En France, l’Observatoire du décolonialisme se présente comme faisant attention aux dérives, à la remise en cause de la liberté d’expression… Et en même temps, cet organisme ne s’est pas privé de dénoncer une chercheuse, Rachele Borghi, car elle a fait un happening une fois dans sa vie où elle s’est mise à nu. Il y a eu des papiers extrêmement brutaux contre elle sur le site de l’Observatoire. Pareillement, le fameux rapport sur la cancel culture qu’ils ont produit en 2021 contient des pages et des pages de mémoires et de thèses qui, d’après eux, n’auraient pas dû avoir lieu.
Ce ne sont pas les seules contradictions : les antiwokistes dénonceraient l’américanisation du débat, mais importent un grand nombre de leurs exemples et leurs analyses des États-Unis ?
C’est paradoxal mais c’est ancien. On a un mouvement idéologique en France qui s’intéresse de longue date à ce qui se dit dans le mouvement conservateur américain. Suffisamment pour importer leurs ouvrages, les traduire et les diffuser, ce qui coûte cher. Mais ce lien se passe aussi dans l’autre sens. Des chercheurs pointent comment des gens qui constituent désormais l’alt-right aux USA sont venus se former au contact de la Nouvelle Droite en France. Et aujourd’hui, Charlie Kirk, le fondateur de Turning Point USA – groupe astroturfé [une façon de gonfler l’importance de ses campagnes via des techniques sur Internet] d’étudiants de droite –, pense que le wokisme n’est pas compatible avec l’âme américaine car il viendrait de la pensée française. On a toujours ce renvoi à l’autre. Et, en même temps, ces gens en France et aux USA se parlent.
Il y a eu un débat au Sénat le 1er février dernier, sur « les menaces que les théories du wokisme font peser sur l’Université, l’enseignement supérieur et les libertés académiques ». Qu’en ont conclu les sénateurs ?
Quedal. Le débat n’a pas eu lieu, c’est ça qui est intéressant.
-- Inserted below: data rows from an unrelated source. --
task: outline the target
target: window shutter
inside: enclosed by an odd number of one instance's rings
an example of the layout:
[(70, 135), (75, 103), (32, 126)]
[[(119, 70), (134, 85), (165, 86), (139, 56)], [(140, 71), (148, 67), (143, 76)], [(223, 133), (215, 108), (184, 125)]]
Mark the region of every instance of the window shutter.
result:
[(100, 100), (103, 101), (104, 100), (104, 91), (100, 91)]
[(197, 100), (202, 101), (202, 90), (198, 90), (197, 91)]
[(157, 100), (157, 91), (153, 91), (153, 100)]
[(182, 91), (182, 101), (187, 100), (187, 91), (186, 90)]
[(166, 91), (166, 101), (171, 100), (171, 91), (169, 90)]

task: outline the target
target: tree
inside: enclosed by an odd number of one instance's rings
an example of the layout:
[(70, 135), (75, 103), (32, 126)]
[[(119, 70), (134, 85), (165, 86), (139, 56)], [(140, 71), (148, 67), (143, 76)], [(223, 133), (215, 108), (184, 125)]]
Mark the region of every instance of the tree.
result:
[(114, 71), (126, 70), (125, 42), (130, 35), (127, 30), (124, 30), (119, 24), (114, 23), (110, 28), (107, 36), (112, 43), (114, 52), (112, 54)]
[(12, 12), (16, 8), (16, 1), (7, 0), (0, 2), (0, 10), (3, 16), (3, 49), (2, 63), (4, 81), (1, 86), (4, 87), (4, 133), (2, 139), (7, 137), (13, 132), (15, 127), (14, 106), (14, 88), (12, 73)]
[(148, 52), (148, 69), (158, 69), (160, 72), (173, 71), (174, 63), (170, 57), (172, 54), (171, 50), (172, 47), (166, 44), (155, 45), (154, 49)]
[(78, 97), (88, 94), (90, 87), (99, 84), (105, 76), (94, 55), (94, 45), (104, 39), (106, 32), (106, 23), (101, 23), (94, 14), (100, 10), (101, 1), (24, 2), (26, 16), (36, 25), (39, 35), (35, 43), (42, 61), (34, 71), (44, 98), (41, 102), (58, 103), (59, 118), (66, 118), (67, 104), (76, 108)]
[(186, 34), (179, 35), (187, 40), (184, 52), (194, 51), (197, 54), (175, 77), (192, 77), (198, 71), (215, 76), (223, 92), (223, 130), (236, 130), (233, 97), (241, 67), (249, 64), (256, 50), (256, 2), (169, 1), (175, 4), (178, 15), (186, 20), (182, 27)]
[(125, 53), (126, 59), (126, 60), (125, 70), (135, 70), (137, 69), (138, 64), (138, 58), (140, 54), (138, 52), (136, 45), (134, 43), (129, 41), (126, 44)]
La ministre Sarah El-Haïry a juste répondu à chaque interpellation pour dire que le gouvernement avait fait ce qu’il fallait car il s’était engagé à ce que tous les événements annulés dans les facs soient réorganisés. Mais c’est quand même une panique qui a rendu acceptable l’idée de dire pour un député [François Jolivet, LREM, ndlr.] qu’il voulait faire une commission d’enquête sur un service public : l’université. Ce qui est inquiétant. C’est une période qui a normalisé que la grande presse devienne l’arbitre de ce qui est vrai ou faux scientifiquement dans un certain nombre de disciplines. Et on voit que ça peut glisser très vite. Aux USA, on est vite passé des sciences humaines aux sciences tout court.